Close to 50 dead as Ugandan troops fight 'tribal gunmen'
Ugandan troops have killed 41 attackers in a major battle with tribal gunmen in a western district near the border with the Democratic Republic of Congo, an army spokesman said yesterday.
It was not immediately clear what sparked the violence, but the region has been hit by recent communal violence between Christians and Muslims, and is also an area where an Islamist rebel group is known to operate.
"There was an attack by tribal gunmen on our barracks in Bundibugyo and we repulsed them, killing so far 41 of the attackers. The operation is ongoing," Uganda's army spokesman, Paddy Ankunda, told AFP.
"It is an ugly situation but we have brought the situation under control," he added, saying three soldiers and three family members were also killed in the violence, during which the attackers also stole 12 guns and grenade launchers from the army.
Ugandan police spokesman Fred Enanga said one officer was killed in the neighbouring district of Kasese -- close to the Rwenzori mountains -- earlier on Saturday when unidentified gunmen attacked a police checkpoint.
Uganda's New Vision newspaper said the overall toll from Saturday's violence stood at over 50 dead, and said additional security forces have been deployed to the area as reinforcements.
The clashes came hours after the army announced it had killed a person suspected of involvement in an attack by Muslims on a church in the border region two weeks ago, during which a woman was decapitated by suspected Muslim attackers and her head placed on the altar.
That attack in turn prompted retaliatory attacks against Muslims by Christians, according to Ugandan media reports.
Both the army and police denied the attacks were related to any rebel group, instead blaming local tribal and communal tensions.
"The Kasese and Bundibugyo attacks are linked to tribal differences, not the ADF," army spokesman Ankunda said, referring to the Allied Democratic Forces, an Islamist rebel group fighting the Ugandan government and based in the DR Congo border region.
"We have captured three of the attackers and we are interrogating them. We will get to know who is behind it," Ankunda said.
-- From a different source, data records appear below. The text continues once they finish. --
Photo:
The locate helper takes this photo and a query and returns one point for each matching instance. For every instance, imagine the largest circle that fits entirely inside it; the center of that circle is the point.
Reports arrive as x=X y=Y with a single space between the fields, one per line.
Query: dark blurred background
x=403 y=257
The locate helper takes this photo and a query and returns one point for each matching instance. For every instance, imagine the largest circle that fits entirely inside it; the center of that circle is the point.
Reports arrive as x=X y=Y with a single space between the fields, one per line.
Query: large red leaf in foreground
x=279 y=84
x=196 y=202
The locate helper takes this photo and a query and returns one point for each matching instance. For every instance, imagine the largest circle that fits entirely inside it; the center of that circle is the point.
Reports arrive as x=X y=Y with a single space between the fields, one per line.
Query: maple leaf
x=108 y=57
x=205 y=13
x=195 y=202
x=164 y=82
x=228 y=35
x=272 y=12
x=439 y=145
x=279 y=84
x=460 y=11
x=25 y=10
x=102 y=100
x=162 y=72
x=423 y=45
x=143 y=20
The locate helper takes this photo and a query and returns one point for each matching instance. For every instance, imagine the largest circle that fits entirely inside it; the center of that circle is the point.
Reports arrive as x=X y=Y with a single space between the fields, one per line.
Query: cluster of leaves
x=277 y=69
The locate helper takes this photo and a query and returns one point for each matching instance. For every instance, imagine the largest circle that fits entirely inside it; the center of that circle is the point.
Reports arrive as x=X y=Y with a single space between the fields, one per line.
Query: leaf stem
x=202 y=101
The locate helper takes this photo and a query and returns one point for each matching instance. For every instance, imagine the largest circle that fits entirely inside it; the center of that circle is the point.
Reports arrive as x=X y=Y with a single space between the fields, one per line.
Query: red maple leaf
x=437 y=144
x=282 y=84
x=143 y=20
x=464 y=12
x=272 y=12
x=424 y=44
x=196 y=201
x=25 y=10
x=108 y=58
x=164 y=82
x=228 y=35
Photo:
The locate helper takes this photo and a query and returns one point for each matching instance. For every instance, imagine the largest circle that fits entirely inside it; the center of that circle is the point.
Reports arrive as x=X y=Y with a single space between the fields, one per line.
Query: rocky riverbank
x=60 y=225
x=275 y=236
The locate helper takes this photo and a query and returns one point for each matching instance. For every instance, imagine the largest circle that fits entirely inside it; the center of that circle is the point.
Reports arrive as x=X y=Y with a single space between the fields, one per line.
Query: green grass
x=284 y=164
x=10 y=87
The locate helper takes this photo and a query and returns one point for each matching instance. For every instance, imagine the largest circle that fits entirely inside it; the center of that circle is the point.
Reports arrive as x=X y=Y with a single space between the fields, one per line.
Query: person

On Tuesday the UN Security Council decided to slap sanctions on the ADF, which is accused of recruiting child soldiers, sexual abuse of women and children and attacks on peacekeepers in DRCongo's eastern Kivu region, home to myriad rebel groups.
The ADF reportedly has ties to Somalia's Al-Qaeda-linked Shebab rebels, which have also carried out attacks on Ugandan soil in retaliation for Kampala's support for an African Union force helping Somalia's internationally-backed government.